La décision du gouvernement dirigé par la Coalition avenir Québec (CAQ) d’annuler 18 000 dossiers d’immigration en attente fait des vagues. Des candidats [à l’immigration] en question aux hommes politiques québécois issus de l’opposition en passant par des avocats en immigration, c’est un « mécontentement total ». Le Parti libéral du Québec (PLQ) n’a pas hésité a parlé d’un projet de loi « inhumain » la semaine dernière. « L’amateurisme du gouvernement Legault se fait de plus en plus sentir », a twitté Dominique Anglade, députée de Saint-Henri-Saint-Anne, critique officielle en matière d’économie et d’immigration au PLQ.

Le « nouveau visage » de l’Immigration au Québec…

Tout comme l’ancien parti au pouvoir, le Parti québécois (PQ) et Québec solidaire (QS) dénoncent le « nouveau visage » de l’Immigration du gouvernement Legault. « M. Legault a rêvé pendant 15 ans de devenir PM [premier ministre]. Est-il fier que l’un des premiers gestes que son gouvernement va poser, c’est de briser le rêve d’intégration de milliers de Québécois-es? », s’interroge Manon Massé, députée de Ste-Marie-St-Jacques et porte-parole de QS, ex-candidate au poste de premier ministre.

À lire aussi : Immigration : Québec élimine 18 000 dossiers d’environ 60 000 personnes ?

De son côté, Catherine Fournier, chargée des questions d’immigration au PQ, estime que « la moindre des choses serait de traiter les dossiers des milliers de demandeurs qui sont DÉJÀ au Québec, qui parlent DÉJÀ français et qui ont DÉJÀ un travail ». « Ces gens ne devraient pas avoir à subir cette incertitude et à replonger dans cette bureaucratie », écrit la jeune élue péquiste de Marie Victorin sur son compte Twitter.

Un peu de « respect et de dignité » pour les 18 000 dossiers!

Malgré tout, le ministre québécois de l’Immigration Simon Jolin-Barrette n’entend pas reculer sur l’annulation des 18 000 dossiers en cause. Après avoir annoncé le remboursement des frais de CSQ [Certificat de sélection du Québec], le MIDI compte cette fois-ci contacter les candidats évincés afin de les informer des programmes disponibles et des nouvelles règles.

À en croire M. Barrette, « ces derniers pourront voir leur dossier placé traité en ‘’priorité’’, s’ils remplissent les trois conditions à savoir : être déjà sur place au Québec, parler français et avoir un emploi depuis au moins un an », a-t-il laissé entendre mardi lors d’une mêlée de presse après le dépôt du projet de loi sur la reforme de l’Immigration. « Au lieu d’utiliser 19 millions de dollars pour rembourser les CSQ, monsieur Jolin-Barrette devrait plutôt embaucher des fonctionnaires au Ministère pour traiter les dossiers et accorder à ces gens-là le respect et la dignité auxquels ils ont droit », propose pour sa part Andrés Fontecilla, député de Laurier-Dorion, responsable QS en matière d’immigration.

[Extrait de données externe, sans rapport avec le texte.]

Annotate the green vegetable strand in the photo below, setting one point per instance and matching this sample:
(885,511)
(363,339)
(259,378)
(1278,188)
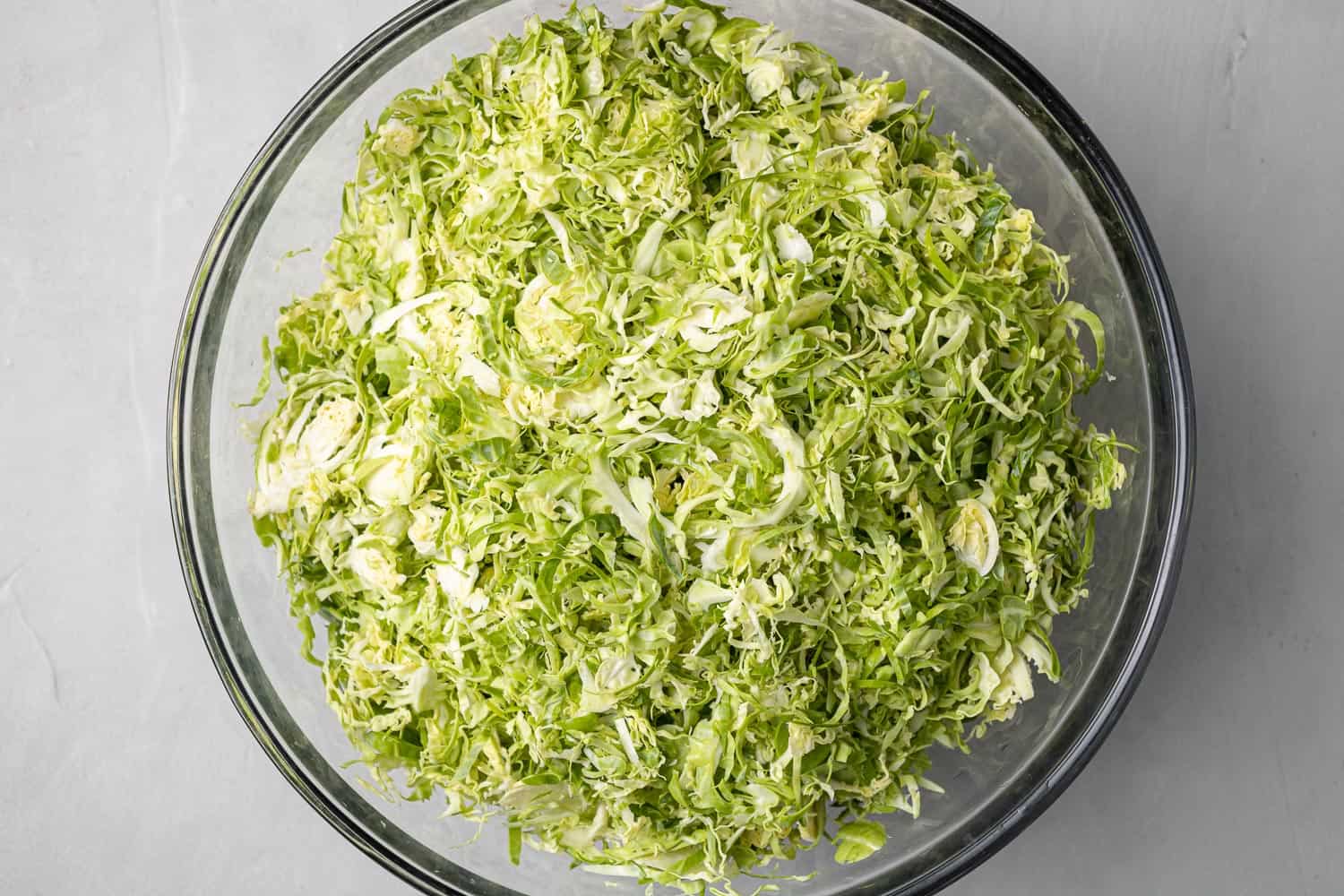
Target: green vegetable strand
(679,446)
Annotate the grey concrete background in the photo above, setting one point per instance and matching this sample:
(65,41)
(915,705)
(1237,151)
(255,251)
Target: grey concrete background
(125,770)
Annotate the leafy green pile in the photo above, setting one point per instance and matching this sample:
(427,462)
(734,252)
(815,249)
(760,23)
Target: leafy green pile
(679,446)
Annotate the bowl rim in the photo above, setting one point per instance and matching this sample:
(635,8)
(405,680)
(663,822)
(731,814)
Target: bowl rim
(1035,797)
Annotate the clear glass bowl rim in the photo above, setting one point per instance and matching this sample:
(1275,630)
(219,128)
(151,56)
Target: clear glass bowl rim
(1152,280)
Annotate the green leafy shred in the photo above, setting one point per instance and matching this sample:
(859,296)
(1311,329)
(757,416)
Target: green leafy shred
(679,446)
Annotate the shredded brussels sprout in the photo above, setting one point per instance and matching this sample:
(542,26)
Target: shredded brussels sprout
(679,446)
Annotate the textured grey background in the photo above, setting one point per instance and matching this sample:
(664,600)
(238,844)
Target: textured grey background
(125,770)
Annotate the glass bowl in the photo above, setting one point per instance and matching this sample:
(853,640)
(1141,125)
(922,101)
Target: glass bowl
(1011,117)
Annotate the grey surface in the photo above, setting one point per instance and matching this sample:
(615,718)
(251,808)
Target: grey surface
(125,770)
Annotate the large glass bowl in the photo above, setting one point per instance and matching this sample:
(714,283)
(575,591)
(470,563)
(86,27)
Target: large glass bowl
(1011,117)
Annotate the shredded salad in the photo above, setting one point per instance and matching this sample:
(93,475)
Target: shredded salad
(679,446)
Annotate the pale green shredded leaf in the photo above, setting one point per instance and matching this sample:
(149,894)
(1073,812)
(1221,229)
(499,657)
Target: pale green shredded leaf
(679,446)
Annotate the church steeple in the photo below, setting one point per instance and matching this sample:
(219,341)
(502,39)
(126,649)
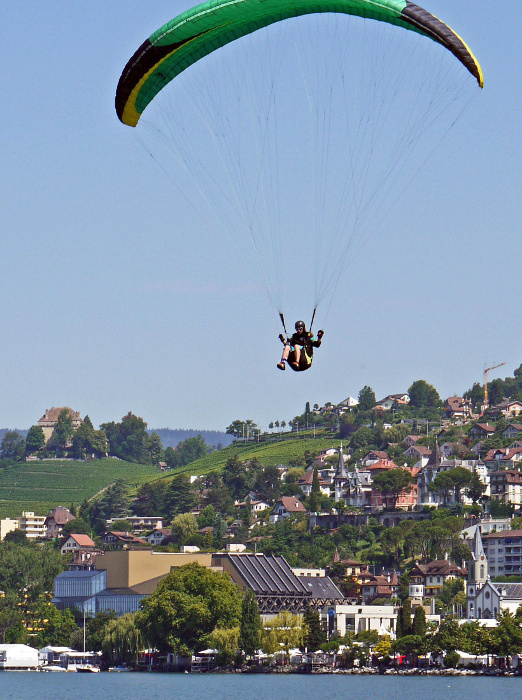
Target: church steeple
(341,469)
(478,572)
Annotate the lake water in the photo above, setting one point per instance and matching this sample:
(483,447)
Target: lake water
(173,686)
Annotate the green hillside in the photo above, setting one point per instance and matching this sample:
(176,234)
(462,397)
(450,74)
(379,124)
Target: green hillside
(39,486)
(277,452)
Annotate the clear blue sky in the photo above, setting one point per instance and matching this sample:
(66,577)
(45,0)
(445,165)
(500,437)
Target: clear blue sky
(108,307)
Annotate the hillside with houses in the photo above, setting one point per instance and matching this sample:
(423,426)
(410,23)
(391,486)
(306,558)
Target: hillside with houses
(366,514)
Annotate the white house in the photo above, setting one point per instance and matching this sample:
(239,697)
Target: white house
(285,507)
(76,542)
(18,656)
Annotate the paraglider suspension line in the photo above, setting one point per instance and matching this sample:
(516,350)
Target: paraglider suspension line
(283,322)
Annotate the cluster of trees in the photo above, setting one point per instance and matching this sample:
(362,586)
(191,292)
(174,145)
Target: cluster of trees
(128,440)
(27,571)
(498,390)
(451,636)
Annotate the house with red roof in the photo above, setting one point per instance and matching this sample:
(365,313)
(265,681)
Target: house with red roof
(76,542)
(285,507)
(306,481)
(55,521)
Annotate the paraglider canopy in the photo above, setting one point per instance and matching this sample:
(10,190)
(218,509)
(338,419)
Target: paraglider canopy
(301,133)
(207,27)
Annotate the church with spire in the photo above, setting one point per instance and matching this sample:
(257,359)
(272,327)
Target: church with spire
(486,599)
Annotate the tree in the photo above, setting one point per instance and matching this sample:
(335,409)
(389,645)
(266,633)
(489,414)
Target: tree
(156,449)
(35,440)
(123,640)
(226,642)
(128,439)
(27,572)
(282,633)
(186,452)
(366,400)
(243,429)
(423,395)
(475,395)
(188,604)
(268,483)
(315,494)
(443,485)
(53,627)
(180,496)
(78,526)
(475,488)
(95,631)
(362,438)
(151,499)
(448,636)
(235,476)
(461,478)
(405,613)
(13,446)
(113,503)
(507,635)
(64,429)
(207,517)
(82,440)
(383,647)
(183,526)
(250,624)
(393,482)
(392,540)
(419,622)
(314,635)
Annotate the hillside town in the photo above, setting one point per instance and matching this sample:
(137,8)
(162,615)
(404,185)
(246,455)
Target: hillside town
(397,548)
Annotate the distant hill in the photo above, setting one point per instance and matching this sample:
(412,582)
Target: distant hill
(171,438)
(21,431)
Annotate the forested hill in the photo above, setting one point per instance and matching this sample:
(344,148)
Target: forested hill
(171,438)
(21,431)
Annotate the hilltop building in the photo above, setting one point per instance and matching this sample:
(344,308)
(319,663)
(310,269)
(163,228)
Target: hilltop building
(50,418)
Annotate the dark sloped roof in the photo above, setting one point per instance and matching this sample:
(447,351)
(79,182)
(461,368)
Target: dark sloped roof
(79,574)
(321,587)
(267,575)
(513,590)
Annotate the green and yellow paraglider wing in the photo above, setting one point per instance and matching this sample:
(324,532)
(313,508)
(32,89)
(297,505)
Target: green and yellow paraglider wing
(209,26)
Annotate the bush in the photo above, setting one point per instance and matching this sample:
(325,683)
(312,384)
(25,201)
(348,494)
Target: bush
(451,660)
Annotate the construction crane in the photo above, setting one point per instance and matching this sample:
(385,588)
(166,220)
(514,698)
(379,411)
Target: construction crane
(486,371)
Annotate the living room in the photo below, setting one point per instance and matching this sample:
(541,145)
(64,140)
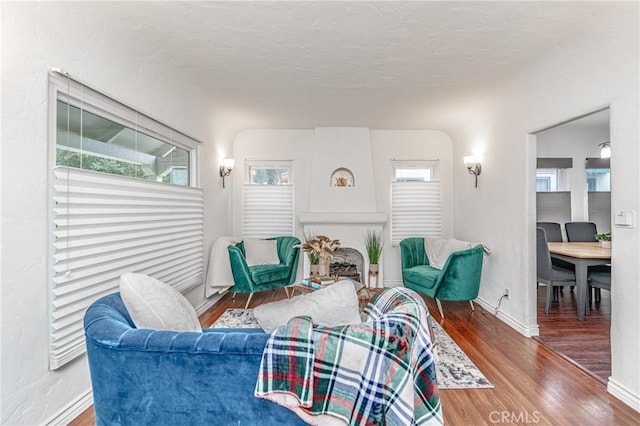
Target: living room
(489,76)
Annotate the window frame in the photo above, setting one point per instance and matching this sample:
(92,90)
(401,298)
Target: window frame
(80,95)
(273,164)
(431,165)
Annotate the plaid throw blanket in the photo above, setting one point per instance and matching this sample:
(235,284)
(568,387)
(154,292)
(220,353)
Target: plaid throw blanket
(379,372)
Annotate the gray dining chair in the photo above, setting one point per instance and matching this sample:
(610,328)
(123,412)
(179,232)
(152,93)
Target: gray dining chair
(599,279)
(553,231)
(581,232)
(547,273)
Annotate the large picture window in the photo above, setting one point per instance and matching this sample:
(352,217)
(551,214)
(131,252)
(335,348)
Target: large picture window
(122,199)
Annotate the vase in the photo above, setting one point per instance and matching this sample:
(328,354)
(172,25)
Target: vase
(324,269)
(314,270)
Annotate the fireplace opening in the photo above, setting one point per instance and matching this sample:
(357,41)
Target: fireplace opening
(348,263)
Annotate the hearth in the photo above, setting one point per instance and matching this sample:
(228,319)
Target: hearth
(347,262)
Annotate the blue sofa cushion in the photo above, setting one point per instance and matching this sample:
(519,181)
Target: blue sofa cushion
(148,377)
(268,273)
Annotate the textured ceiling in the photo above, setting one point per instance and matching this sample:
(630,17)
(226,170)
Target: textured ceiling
(373,64)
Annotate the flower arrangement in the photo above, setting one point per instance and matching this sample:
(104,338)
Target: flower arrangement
(373,243)
(320,247)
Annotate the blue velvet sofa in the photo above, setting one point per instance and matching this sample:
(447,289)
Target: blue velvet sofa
(147,377)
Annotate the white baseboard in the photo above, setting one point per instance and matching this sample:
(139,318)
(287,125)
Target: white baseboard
(623,394)
(208,303)
(72,410)
(525,330)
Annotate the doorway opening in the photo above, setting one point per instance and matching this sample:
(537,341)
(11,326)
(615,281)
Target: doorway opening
(573,185)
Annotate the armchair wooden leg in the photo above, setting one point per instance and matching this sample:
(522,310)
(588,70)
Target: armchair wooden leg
(248,301)
(440,308)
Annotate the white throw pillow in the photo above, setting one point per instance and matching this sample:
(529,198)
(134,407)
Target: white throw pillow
(334,305)
(156,305)
(261,252)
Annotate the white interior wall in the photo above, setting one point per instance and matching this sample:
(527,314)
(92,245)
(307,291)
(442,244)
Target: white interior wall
(581,75)
(386,145)
(73,38)
(578,143)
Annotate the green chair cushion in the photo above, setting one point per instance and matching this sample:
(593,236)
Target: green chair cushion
(262,274)
(423,275)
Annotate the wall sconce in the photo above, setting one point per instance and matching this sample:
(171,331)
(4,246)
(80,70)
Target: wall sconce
(225,168)
(472,166)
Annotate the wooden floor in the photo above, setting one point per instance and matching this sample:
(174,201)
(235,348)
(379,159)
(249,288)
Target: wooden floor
(587,343)
(533,384)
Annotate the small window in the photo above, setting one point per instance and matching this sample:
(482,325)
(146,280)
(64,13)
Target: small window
(551,180)
(599,180)
(269,173)
(415,171)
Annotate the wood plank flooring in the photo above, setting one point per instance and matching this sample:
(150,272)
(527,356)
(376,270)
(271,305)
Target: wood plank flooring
(533,384)
(587,343)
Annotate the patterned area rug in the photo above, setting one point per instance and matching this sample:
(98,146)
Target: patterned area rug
(454,368)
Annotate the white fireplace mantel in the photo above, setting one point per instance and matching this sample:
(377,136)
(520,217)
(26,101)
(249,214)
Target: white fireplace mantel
(341,218)
(349,228)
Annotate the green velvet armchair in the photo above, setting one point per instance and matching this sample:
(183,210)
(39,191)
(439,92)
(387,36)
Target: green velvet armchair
(251,279)
(458,280)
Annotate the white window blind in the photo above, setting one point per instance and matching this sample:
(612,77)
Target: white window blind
(553,207)
(106,225)
(416,210)
(268,211)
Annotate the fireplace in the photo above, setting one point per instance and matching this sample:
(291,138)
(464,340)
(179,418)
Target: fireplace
(348,263)
(343,210)
(350,229)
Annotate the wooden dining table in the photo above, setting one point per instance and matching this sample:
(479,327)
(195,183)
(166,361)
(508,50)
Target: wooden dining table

Malgré tout, le gouvernement Legault veut aller de l’avant…

Sachant qu’un dossier de candidature à l’immigration peut inclure plus d’une personne, les 18 000 dossiers pourraient toucher entre 50 à 60 000 personnes. Du total des dossiers rejetés, le MIDI avance que 3 700 dossiers visent près de 5 700 personnes ayant déjà un statut de travailleur temporaire au Québec. « NE PAS traiter les 18 000 dossiers touchant 50 000 personnes est une erreur d’un point vue économique et humain », persiste à dire Mme Anglade sur son compte twitter.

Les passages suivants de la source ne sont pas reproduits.